Schließlich hab ich den Weg dann doch gefunden (zur Belohnung steht am Ortsausgang dann ein Schild mit der Entfernung und Strassenführung bis Chiwa oder anderswo). Von Urgansch bis Chiwa verläuft eine vierspurige Schnellstraße immer gerade aus mit einem Belag aus der Zeit von Timur Lenk oder Tamerlan. Alexander hatte ja schon die Schilder mitgehen lassen.
Nur die ersten 4 Stunden waren nervig, dann ging es. 

Museum Sawatzki

Wenn man davor steht, ist es nicht mehr weit.
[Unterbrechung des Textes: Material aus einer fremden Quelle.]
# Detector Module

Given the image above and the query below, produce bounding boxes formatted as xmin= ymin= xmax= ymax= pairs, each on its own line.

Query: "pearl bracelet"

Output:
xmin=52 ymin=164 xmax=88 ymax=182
Da es hier keine Verkehrsschilder, Straßennamen oder Hinweisschilder gibt, ist die Suche manchmal beschwerlich, vor allem, wenn fast niemand das Museum Sawitzki kennt oder weiß, wo es liegt. Als ich schließlich vor einer Baustelle mit selbigem Namen stehe, erklären mir die Bauarbeiter, dass ich um die Ecke gehen müsse, um zum Museum zu kommen. Dann war es auch nicht mehr schwer zu finden, zumal viele Schulklassen sich zum Besuch aufstellten. Denn neben den klassischen Stücken jedes Heimatmuseums, hier der autonomen Republik Karalpackstan, beherbergt dieses Museum die bedeutendste Sammlung an Werken der russischen Avantgarde der 20er und 30er Jahre und die weltweit 2.-größte (nach St. Petersburg). Darunter über 1.000 Werke von Rudko, Popova, Mukhina und über 100 anderen. Für einen Tag einfach zu viel. Wer rechnet schon mit einem solchen Museum am Ende der Welt in der Region Aralsee, oder Karalpackstan. Diese Region mit der Oasenstadt Chiwa war schon immer eigenständig, obwohl nahe an Buchara und Samarkand. Der Gründer des Museums, Igor Sawitzki aus Kiew, wohnte hier und zog viele Avantgarde-Künstler hierher und vor allem nach Chiwa. So habe ich einem ersten Eindruck von der Stadt bekommen. Ich bin gespannt.
Daher bin ich erst gegen 13 Uhr losgekommen. Im Museumscafe hatte ich noch zwei ältere Damen aus Köln getroffen, die sich eine Reise durch Usbekistan haben zusammen stellen lassen, einschließlich Fahrer und Auto. So geht es auch, aber man erfährt und sieht nicht so viel.
Bei meistens schlechten Strassen und viel Gegenwind ging es nicht so recht voran. Es gibt nur weniges, dass mich so nervt wie Gegenwind. Meistens dann auch als Sturm, weil es sonst nicht so auffällt. So bin ich nicht weit gekommen und schlafe neben einem Kafe im Freien. So ist das halt in der Wüste, wenn keine Orte da sind. Morgen will ich versuchen, nach Chiwa zu kommen.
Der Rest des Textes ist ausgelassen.